MIMBARJUMAT.COM – Gelombang demonstrasi besar-besaran pada 25–29 Agustus 2025 menjadi salah satu peristiwa politik paling signifikan dalam sejarah pasca reformasi.
Aksi yang semula lahir dari kemarahan rakyat terhadap kebijakan tunjangan DPR, berkembang menjadi amarah kolektif yang meluas ke isu ketimpangan, kekerasan aparat, dan krisis kepercayaan publik terhadap negara.
Namun di balik luapan emosi sosial tersebut, terdapat pertanyaan yang lebih kompleks, yaitu apakah demonstrasi itu benar-benar spontan, ataukah menjadi bagian dari operasi intelijen politik yang terencana untuk mengelola bahkan memanipulasi gejolak publik?
Baca Juga:7 Tips Mengenali Kekurangan Diri Menurut IslamFenomena Spiritualitas Semu, Apa Itu?

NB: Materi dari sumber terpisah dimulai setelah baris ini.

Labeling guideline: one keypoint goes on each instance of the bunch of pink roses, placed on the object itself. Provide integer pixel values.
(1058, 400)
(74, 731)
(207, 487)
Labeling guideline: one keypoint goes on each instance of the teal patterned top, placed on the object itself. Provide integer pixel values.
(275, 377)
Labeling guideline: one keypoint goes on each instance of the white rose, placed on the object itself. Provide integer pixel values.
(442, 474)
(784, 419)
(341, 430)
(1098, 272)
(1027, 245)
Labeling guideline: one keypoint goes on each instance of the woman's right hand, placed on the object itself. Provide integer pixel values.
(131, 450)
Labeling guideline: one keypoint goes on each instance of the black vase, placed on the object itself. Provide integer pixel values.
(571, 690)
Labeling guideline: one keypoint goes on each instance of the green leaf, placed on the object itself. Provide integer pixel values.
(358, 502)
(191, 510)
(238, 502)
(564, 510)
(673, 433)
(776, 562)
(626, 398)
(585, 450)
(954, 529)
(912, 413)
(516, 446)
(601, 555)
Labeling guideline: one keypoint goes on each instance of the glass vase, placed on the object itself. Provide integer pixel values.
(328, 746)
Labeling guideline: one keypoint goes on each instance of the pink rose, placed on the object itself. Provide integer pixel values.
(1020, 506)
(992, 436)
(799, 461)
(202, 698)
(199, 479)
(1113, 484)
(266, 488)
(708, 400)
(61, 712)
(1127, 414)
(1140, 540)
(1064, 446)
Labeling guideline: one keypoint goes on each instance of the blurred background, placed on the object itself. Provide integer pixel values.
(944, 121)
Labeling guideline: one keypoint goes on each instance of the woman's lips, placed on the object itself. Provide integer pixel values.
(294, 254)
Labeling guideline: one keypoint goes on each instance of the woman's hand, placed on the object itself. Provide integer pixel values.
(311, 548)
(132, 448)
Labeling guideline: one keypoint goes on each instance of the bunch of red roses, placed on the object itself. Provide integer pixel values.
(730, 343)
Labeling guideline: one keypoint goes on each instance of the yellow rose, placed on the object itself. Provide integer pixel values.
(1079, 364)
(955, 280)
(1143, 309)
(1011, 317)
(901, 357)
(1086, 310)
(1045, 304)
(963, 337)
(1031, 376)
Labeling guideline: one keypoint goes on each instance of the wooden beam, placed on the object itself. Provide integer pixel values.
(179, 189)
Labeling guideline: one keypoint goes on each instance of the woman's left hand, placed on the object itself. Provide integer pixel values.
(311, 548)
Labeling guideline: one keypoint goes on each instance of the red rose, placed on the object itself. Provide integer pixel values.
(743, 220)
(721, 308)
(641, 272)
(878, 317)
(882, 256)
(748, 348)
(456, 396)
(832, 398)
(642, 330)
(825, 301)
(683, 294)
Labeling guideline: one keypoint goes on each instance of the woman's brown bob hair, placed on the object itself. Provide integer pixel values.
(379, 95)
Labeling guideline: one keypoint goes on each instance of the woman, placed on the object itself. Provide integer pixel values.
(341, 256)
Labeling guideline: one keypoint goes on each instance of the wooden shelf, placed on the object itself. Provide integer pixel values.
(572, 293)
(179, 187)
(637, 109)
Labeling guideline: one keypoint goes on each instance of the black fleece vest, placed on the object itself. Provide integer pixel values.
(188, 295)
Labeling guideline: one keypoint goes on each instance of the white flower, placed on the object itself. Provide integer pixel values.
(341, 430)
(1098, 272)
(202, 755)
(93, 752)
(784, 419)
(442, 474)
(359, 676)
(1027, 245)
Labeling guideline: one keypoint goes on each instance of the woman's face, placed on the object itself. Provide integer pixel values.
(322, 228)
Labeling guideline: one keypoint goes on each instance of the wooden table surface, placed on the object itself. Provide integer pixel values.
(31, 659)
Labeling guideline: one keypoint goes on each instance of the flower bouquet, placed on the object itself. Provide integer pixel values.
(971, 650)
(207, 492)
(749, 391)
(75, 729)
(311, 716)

Ketegangan Sosial yang Dikelola
Secara sosiologis, kemarahan rakyat terhadap kebijakan DPR merupakan konsekuensi akumulatif dari krisis legitimasi politik. Isu “tunjangan DPR” hanyalah pemantik, bahan bakar sesungguhnya adalah ketimpangan sosial-ekonomi yang melebar, serta persepsi publik bahwa elite politik hidup dalam kemewahan di tengah penderitaan rakyat.
Menurut teori relative deprivation, ketidakpuasan kolektif muncul ketika warga merasa hak atau aspirasi mereka tertahan, terutama jika ketimpangan terlihat kontras antara elite dan rakyat biasa.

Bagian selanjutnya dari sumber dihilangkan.